Hameiri’s transposition of a work of Hungarian culture to the Hebrew language, which was undergoing a revival, took place while he was consolidating his Hebrew-Zionist identity, which was characterized by what postcolonialism would term hybridity, because he also identified with Hungarian culture and was torn between the two. His translation in a biblical style attempts to transform the work into an almost original Hebrew work so as to create a symbolic fusion of the two cultures, as happened in the consciousness of the translator and also like that defined theoretically in Walter Benjamin’s “The Task of the Translator.” In Hameiri’s translation of the title, he changed the word meaning “tragedy” to a word meaning “vision.” This paper suggests reasons for this change.




Brief Professional Bio (max. 100 words):
Dr.

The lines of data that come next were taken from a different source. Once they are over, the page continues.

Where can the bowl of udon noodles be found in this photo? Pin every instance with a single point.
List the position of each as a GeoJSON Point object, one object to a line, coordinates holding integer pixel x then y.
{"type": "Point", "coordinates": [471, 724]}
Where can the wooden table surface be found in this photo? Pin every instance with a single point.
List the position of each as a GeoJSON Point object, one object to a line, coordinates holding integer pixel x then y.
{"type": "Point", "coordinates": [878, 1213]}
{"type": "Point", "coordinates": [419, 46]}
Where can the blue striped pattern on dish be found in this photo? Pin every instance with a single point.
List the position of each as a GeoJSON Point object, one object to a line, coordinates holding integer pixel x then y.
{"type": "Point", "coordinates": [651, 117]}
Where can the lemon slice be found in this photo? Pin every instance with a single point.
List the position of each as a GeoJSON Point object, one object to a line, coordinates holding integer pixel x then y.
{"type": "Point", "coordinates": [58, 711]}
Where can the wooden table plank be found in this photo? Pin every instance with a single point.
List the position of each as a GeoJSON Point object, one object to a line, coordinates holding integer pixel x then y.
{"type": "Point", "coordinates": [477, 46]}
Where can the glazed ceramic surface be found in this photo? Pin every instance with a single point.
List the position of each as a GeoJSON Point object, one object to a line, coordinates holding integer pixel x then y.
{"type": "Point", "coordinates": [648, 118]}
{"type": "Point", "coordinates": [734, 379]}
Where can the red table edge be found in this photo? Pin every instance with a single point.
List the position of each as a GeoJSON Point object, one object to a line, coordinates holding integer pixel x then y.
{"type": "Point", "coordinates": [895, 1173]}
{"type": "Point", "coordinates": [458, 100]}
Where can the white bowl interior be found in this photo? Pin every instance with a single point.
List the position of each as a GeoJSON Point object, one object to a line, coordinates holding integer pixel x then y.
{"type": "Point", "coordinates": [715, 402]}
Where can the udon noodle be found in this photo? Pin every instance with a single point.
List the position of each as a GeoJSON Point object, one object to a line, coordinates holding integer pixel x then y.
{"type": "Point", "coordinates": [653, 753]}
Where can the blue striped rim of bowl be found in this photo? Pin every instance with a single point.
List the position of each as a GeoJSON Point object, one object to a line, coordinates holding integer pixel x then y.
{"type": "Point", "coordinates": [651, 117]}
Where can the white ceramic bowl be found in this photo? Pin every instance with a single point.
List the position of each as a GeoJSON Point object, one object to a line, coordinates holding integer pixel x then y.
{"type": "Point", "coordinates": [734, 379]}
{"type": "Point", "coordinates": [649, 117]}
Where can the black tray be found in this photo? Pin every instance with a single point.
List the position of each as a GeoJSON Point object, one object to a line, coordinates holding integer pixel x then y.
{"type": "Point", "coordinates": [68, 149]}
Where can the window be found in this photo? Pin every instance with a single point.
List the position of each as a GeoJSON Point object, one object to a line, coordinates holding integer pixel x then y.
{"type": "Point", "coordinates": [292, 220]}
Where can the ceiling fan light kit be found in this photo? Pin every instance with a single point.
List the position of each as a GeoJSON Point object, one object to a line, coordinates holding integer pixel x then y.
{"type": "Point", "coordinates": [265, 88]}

Miriam Neiger-Fleischmann is a literary scholar, poet and visual artist. She is
currently visiting scholar at the Hebrew
Literature Department, The Hebrew
University of Jerusalem, writing a monograph about the poetry of Avigdor Hameiri. Miriam Neiger-Fleischmann was born in Komarno-Komarom, Slovakia in 1948, came to Israel in 1949 and lives and works in Jerusalem. She speaks Hungarian fluently.